NU Online News Service, Sept. 29, 3:20 p.m. EDT
Standard & Poor's rating service lowered the financial strength rating of guarantee insurer MBIA Insurance Corp. over concern that it is still experiencing adverse loss development.
With increased worries over loss development from exposure to collateralized debt obligations (CDO) and residential mortgage-backed securities (RMBS) of asset-backed securities, S&P lowered MBIA's financial strength, counterparty credit and financial enhancement ratings to "double-B-plus" from "triple-B."
S&P also lowered its counterparty credit rating on MBIA Inc., the group holding company to "double-B-minus" from "double-B." The outlook on MBIA and the holding company is negative, S&P said.
S&P affirmed the "A" financial strength rating on the company's affiliate, National Public Finance Guarantee Corp. The outlook on National remains developing, S&P said.
National Public was set up earlier this year by MBIA to separate its municipal bond business from the rest of the company.
"We downgraded MBIA and the holding company because macroeconomic conditions continue to contribute to losses on the group's structured finance products," explained S&P's credit analyst Damien Magarelli in a statement.
He expressed the view that while National's rating was affirmed, it remains developing because of uncertain business and capital raising prospects. There is also concern that the company's attempts to separate National from the rest of MBIA's exposures have not been sufficient to date.
"The negative outlook on MBIA and the holding company reflects our view that adverse loss development on the structured finance book could continue," Mr. Magarelli continued. "In the next few years, liquidity will likely be adequate to meet debt-service and holding-company obligations (including operating expenses). However, increased losses and earnings volatility could still occur.
"We expect that the company will maintain a sufficient number of experienced staff members to support surveillance and remediation efforts within the various business segments, with a focus on liquidity risk management," he continued.
"Considering the runoff nature of the franchise, it is unlikely that we would raise the rating. Alternatively, if there were increased losses within the investment portfolio, potential reserve charges, or diminished liquidity, we could take a negative rating action," Mr.

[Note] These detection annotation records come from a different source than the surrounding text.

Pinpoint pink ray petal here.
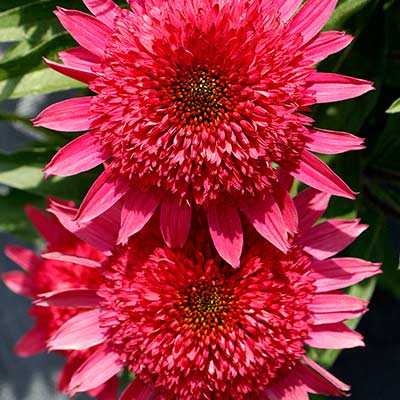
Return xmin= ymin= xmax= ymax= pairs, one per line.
xmin=14 ymin=325 xmax=47 ymax=357
xmin=308 ymin=72 xmax=374 ymax=103
xmin=290 ymin=0 xmax=337 ymax=43
xmin=241 ymin=193 xmax=289 ymax=253
xmin=33 ymin=288 xmax=100 ymax=308
xmin=303 ymin=31 xmax=354 ymax=63
xmin=58 ymin=46 xmax=101 ymax=71
xmin=310 ymin=258 xmax=382 ymax=293
xmin=75 ymin=169 xmax=129 ymax=224
xmin=305 ymin=322 xmax=364 ymax=349
xmin=207 ymin=206 xmax=243 ymax=268
xmin=69 ymin=346 xmax=124 ymax=395
xmin=303 ymin=356 xmax=350 ymax=393
xmin=83 ymin=0 xmax=121 ymax=28
xmin=274 ymin=0 xmax=303 ymax=22
xmin=43 ymin=132 xmax=111 ymax=176
xmin=47 ymin=310 xmax=106 ymax=350
xmin=119 ymin=378 xmax=154 ymax=400
xmin=43 ymin=58 xmax=96 ymax=84
xmin=54 ymin=7 xmax=113 ymax=57
xmin=298 ymin=219 xmax=368 ymax=260
xmin=308 ymin=293 xmax=368 ymax=325
xmin=160 ymin=200 xmax=192 ymax=248
xmin=1 ymin=271 xmax=35 ymax=298
xmin=291 ymin=150 xmax=356 ymax=200
xmin=306 ymin=128 xmax=365 ymax=154
xmin=117 ymin=189 xmax=159 ymax=244
xmin=48 ymin=200 xmax=121 ymax=252
xmin=32 ymin=96 xmax=95 ymax=132
xmin=42 ymin=251 xmax=101 ymax=268
xmin=4 ymin=245 xmax=42 ymax=272
xmin=293 ymin=188 xmax=331 ymax=232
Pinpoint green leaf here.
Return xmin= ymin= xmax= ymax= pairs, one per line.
xmin=386 ymin=97 xmax=400 ymax=114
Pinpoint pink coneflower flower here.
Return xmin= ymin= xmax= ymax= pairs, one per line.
xmin=34 ymin=0 xmax=372 ymax=267
xmin=2 ymin=206 xmax=118 ymax=400
xmin=39 ymin=189 xmax=379 ymax=400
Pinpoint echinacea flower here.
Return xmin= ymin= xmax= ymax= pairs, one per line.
xmin=38 ymin=189 xmax=380 ymax=400
xmin=2 ymin=206 xmax=118 ymax=400
xmin=34 ymin=0 xmax=372 ymax=267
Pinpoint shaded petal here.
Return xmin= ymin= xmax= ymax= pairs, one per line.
xmin=33 ymin=288 xmax=100 ymax=308
xmin=298 ymin=218 xmax=368 ymax=260
xmin=54 ymin=7 xmax=113 ymax=57
xmin=48 ymin=200 xmax=121 ymax=252
xmin=290 ymin=150 xmax=355 ymax=199
xmin=290 ymin=0 xmax=337 ymax=43
xmin=241 ymin=193 xmax=289 ymax=253
xmin=310 ymin=258 xmax=382 ymax=292
xmin=47 ymin=310 xmax=108 ymax=350
xmin=4 ymin=245 xmax=42 ymax=272
xmin=160 ymin=200 xmax=192 ymax=248
xmin=14 ymin=325 xmax=47 ymax=357
xmin=119 ymin=378 xmax=154 ymax=400
xmin=43 ymin=132 xmax=111 ymax=176
xmin=69 ymin=346 xmax=124 ymax=395
xmin=303 ymin=31 xmax=353 ymax=63
xmin=76 ymin=169 xmax=129 ymax=224
xmin=1 ymin=271 xmax=35 ymax=298
xmin=207 ymin=207 xmax=243 ymax=268
xmin=305 ymin=322 xmax=364 ymax=349
xmin=306 ymin=128 xmax=365 ymax=154
xmin=117 ymin=189 xmax=159 ymax=244
xmin=307 ymin=72 xmax=374 ymax=103
xmin=43 ymin=58 xmax=96 ymax=84
xmin=293 ymin=188 xmax=331 ymax=232
xmin=32 ymin=96 xmax=95 ymax=132
xmin=83 ymin=0 xmax=121 ymax=28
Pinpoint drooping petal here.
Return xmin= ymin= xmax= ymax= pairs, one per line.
xmin=293 ymin=188 xmax=331 ymax=232
xmin=69 ymin=346 xmax=124 ymax=395
xmin=4 ymin=245 xmax=42 ymax=272
xmin=310 ymin=258 xmax=382 ymax=293
xmin=160 ymin=200 xmax=192 ymax=248
xmin=43 ymin=132 xmax=111 ymax=176
xmin=43 ymin=58 xmax=96 ymax=84
xmin=119 ymin=378 xmax=154 ymax=400
xmin=55 ymin=7 xmax=113 ymax=57
xmin=298 ymin=219 xmax=368 ymax=260
xmin=14 ymin=324 xmax=47 ymax=357
xmin=118 ymin=189 xmax=159 ymax=244
xmin=48 ymin=200 xmax=121 ymax=252
xmin=291 ymin=150 xmax=355 ymax=199
xmin=306 ymin=128 xmax=365 ymax=154
xmin=58 ymin=46 xmax=101 ymax=71
xmin=309 ymin=293 xmax=368 ymax=325
xmin=307 ymin=72 xmax=374 ymax=103
xmin=83 ymin=0 xmax=121 ymax=28
xmin=305 ymin=322 xmax=364 ymax=349
xmin=32 ymin=96 xmax=95 ymax=132
xmin=290 ymin=0 xmax=337 ymax=43
xmin=47 ymin=310 xmax=106 ymax=350
xmin=76 ymin=169 xmax=129 ymax=224
xmin=207 ymin=206 xmax=243 ymax=268
xmin=1 ymin=271 xmax=35 ymax=298
xmin=33 ymin=288 xmax=100 ymax=308
xmin=303 ymin=31 xmax=353 ymax=63
xmin=241 ymin=193 xmax=289 ymax=253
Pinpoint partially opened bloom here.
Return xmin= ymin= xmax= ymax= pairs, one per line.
xmin=2 ymin=206 xmax=118 ymax=400
xmin=34 ymin=0 xmax=372 ymax=267
xmin=39 ymin=189 xmax=379 ymax=400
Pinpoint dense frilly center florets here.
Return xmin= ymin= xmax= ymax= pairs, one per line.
xmin=90 ymin=0 xmax=315 ymax=205
xmin=99 ymin=228 xmax=314 ymax=400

Magarelli said.
The outlook for National could be improved if there is a favorable resolution to ongoing litigation, S&P said.
MBIA, along with other guarantee insurers, has been the target of numerous shareholder suits resulting from losses the company has suffered in the wake of the subprime loan crisis.
S&P said if there was a successful court outcome for the company it would help capital-raising efforts and create a more tangible separation between National and MBIA. The separation could lead to a "double-A" rating for National, but if conditions continue as they currently are the result could be a downgrade to the "triple-B" category, said S&P.